The general collecting principles and levels outline various policies that apply across two or more collections simultaneously, as well as explanations of the five collecting levels.
Policies relating to these collections can be downloaded below.
The collecting principles in the collection & resources development policy are grouped into eight collections. Some principles can't be grouped under these eight collections because they apply across two or more collections simultaneously. These principles are:
- digital resources
- geographic areas
- non-English language material
- popular culture
- Victorian publications
Throughout the collection & resources development policy there are references to different collecting levels for each collection. The following is a list of collecting levels and their definitions.
A basic-level collection provides up-to-date materials which introduce and define a subject. Material collected at this level includes:
- standard and significant works
- sound recordings
- some popular or major journals
- access to appropriate digital databases
This level can support general inquiries, school and some undergraduate instruction, as well as information at a non-specialised level. It is not sufficiently intensive to support advanced undergraduate courses.
An intermediate-level collection provides resources adequate for imparting and maintaining knowledge about most topics in the subject area. It also provides more extensive coverage of a subject, including some specialised materials. Material collected at this level includes:
- seminal works and journals on most aspects of the subject
- works by well-known authors
- works that provide more in-depth discussions of research, techniques and evaluations
- fundamental reference sources and bibliographic works
- access to appropriate specialised digital resources
This level can support all undergraduate and some postgraduate coursework, as well as the more advanced independent study and work-based needs of public and special Library users.
An advanced-level collection provides resources for imparting and maintaining knowledge about all aspects of a topic, including specialised areas.

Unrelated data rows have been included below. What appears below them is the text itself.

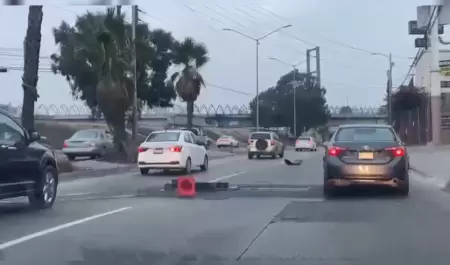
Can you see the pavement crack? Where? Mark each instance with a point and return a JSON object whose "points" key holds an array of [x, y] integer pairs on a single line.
{"points": [[255, 238]]}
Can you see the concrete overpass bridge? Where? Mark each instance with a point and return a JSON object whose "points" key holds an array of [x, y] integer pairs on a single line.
{"points": [[226, 116]]}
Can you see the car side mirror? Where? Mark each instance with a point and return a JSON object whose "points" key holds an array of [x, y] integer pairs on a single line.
{"points": [[34, 136]]}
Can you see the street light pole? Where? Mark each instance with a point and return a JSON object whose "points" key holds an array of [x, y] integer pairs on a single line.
{"points": [[257, 40], [389, 88], [294, 87], [257, 85], [391, 64], [295, 99]]}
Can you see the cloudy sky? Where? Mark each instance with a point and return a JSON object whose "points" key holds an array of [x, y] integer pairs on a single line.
{"points": [[347, 31]]}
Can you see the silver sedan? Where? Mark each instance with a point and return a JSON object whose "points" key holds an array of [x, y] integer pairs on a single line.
{"points": [[92, 142]]}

These materials are more extensive than those at the intermediate level, but less than those needed for doctoral-level research. Material collected at this level includes:
- an almost complete collection of core works
- a broader collection of specialised works by lesser-known, as well as well-known, authors
- an extensive collection of general and specialised reference works, monographs, journals, indexes and abstracts
- a selection of resources in languages other than English, including well-known authors in the original language and a selection of subject-specific materials in appropriate languages
- defined access to a broad range of specialised digital resources
This level supports postgraduate programs as well as other specialised inquiries.

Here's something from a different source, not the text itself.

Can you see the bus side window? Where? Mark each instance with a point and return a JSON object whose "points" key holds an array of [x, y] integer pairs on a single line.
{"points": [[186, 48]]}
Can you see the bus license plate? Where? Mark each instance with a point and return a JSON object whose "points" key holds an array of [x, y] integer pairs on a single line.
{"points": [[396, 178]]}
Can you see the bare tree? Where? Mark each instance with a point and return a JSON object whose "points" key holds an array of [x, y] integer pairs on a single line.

A research-level collection contains both current and retrospective resources, with historical material maintained. Material collected at this level includes:
- major published source materials
- important reference works
- a wide selection of specialised monographs and journals
- access to an extensive range of owned or remotely accessed digital resources
This level provides materials in all appropriate formats and languages, including original materials and ephemera. Older material is retained and systematically preserved to serve the needs of historical research. This level supports postgraduate and independent research.
A comprehensive-level collection includes, as far as is reasonably possible, all significant works of recorded knowledge (publications, manuscripts and other forms) in all applicable languages for a necessarily defined and limited field. This level strives to be as exhaustive in a specifically defined field of knowledge. It includes older material retained and systematically preserved to meet the needs of historical research.